Boxoffice Data Analysis

Code

This article provides a comprehensive analysis for Boxoffice data

Beni F, cryptoanalytica13#2474 (DataAnalyticade@gmail.com)
2023-03-03

1. Boxoffice:

Box office provide reports on financial performance of movies, typically measured by the total amount of revenue generated from ticket sales during its theatrical run.

1.1. Aim of the Boxoffice:

The aim of box office analysis is to understand the factors that contribute to a movie’s financial success at the box office. This involves exploring the relationship between a movie’s budget, release date, genre, runtime, ratings, and other variables, and its box office performance.

2. Methodology:

A public Box office dataset is used in this study which is available in Kaggle and some rows of the dataset are shown below:

Show code
# ensure the results are repeatable
set.seed(7)
# load the data
df <- read.csv('blockbusters.csv')
# head of the data
df %>% arrange(desc(year)) %>% head() %>%
  kbl(caption = "Head of Data sorted by Worldwide Gross in descending order") %>%
  kable_classic(full_width = F, html_font = "Cambria")
(#tab:read the data)Head of Data sorted by Worldwide Gross in descending order
Main_Genre Genre_2 Genre_3 imdb_rating length rank_in_year rating studio title worldwide_gross year
Action Adventure Drama 7.4 135 1 PG-13 Walt Disney Pictures Black Panther $700,059,566 2018
Action Adventure Sci-Fi 8.5 156 2 PG-13 Walt Disney Pictures Avengers: Infinity War $678,815,482 2018
Animation Action Adventure 7.8 118 3 PG Pixar Incredibles 2 $608,581,744 2018
Action Adventure Drama 6.2 129 4 PG-13 Universal Pictures Jurassic World: Fallen Kingdom $416,769,345 2018
Action Comedy 7.8 119 5 R 20th Century Fox Deadpool 2 $318,491,426 2018
Action Adventure Drama 7.9 147 6 PG-13 Paramount Pictures Mission: Impossible - Fallout $220,159,104 2018

3. Results:

3.1. Relationship between worldwide sales and othe features

A correlation matrix is plotted for the numeric values of the dataset to find a pattern between these values.

Show code
df_num <- select(df, c("year", "imdb_rating", "length", "worldwide_sales"))
df_cormatrix <- data.frame(cor(df_num))

ggcorrplot(df_cormatrix, type="lower", hc.order = TRUE, lab = TRUE, insig ="blank")

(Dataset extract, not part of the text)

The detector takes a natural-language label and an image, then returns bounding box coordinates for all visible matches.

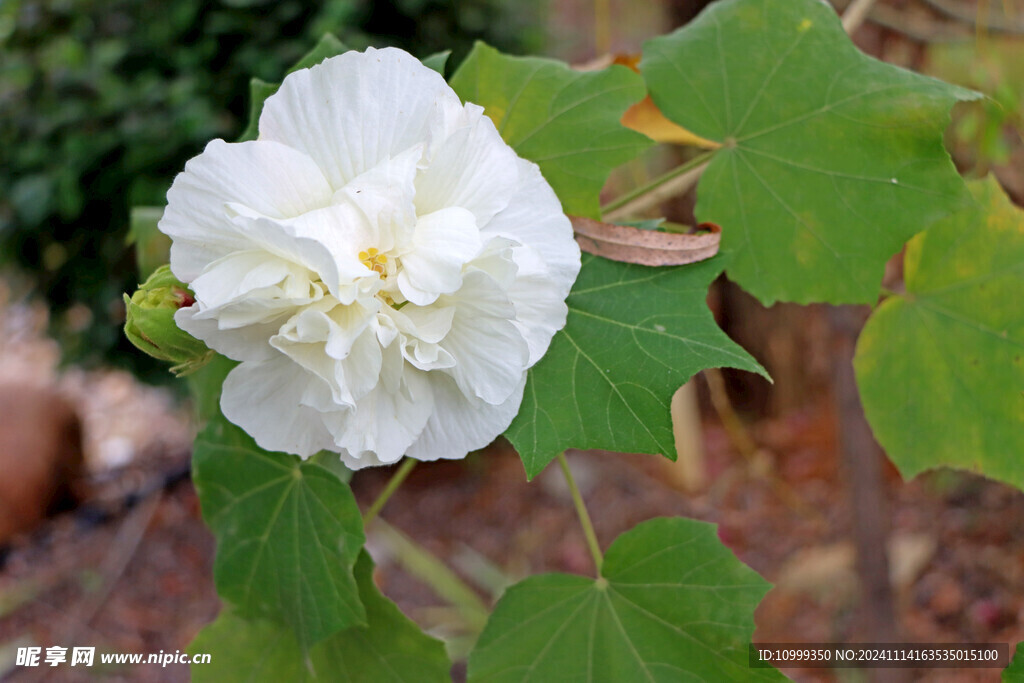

3.2. Relationship between the worlwide sales and other features?

3.2.1. Worldwide sales and IMDB rating:

Show code
# load the plotly and RColorBrewer packages
library(plotly)
library(RColorBrewer)

# create a color palette with Set1 colors
n_colors <- length(unique(df$Main_Genre))
colors <- brewer.pal(n_colors, "Set1")

# create a scatter plot with plotly
p <- plot_ly(df, x = ~imdb_rating, y = ~worldwide_sales, color = ~Main_Genre,
             colors = colors, type = 'scatter', mode = 'markers') %>%
  layout(title = 'Scatter plot of worldwide sales and IMDB rating',
         xaxis = list(title = 'IMDB rating'),
         yaxis = list(title = 'Worldwide sales [$]')) %>%
  add_lines(x = ~imdb_rating, y = ~fitted(lm(worldwide_sales ~ imdb_rating, data = df)),
            line = list(dash = 'dash'), color= "blue", name = "regression line") 

# display the plot
p

3.2.2. Worldwide sales and year of release:

Show code
# load the plotly and RColorBrewer packages
library(plotly)
library(RColorBrewer)

# create a color palette with Set1 colors
n_colors <- length(unique(df$Main_Genre))
colors <- brewer.pal(n_colors, "Set1")

# create a scatter plot with plotly
p <- plot_ly(df, x = ~year, y = ~worldwide_sales, color = ~Main_Genre,
             colors = colors, type = 'scatter', mode = 'markers') %>%
  layout(title = 'Scatter plot of worldwide sales and year of the movie release',
         xaxis = list(title = 'year'),
         yaxis = list(title = 'Worldwide sales [$]')) %>%
  add_lines(x = ~year, y = ~fitted(lm(worldwide_sales ~ year, data = df)),
            line = list(dash = 'dash'), color= "blue", name = "regression line") 

# display the plot
p

3.2.3. Worldwide sales and length of the movie:

4. Conclusions:

Show code
# subset the data to show only the top 10 movies with highest worldwide sales
top5 <- df[order(df$worldwide_sales, decreasing = TRUE), ][1:5, ]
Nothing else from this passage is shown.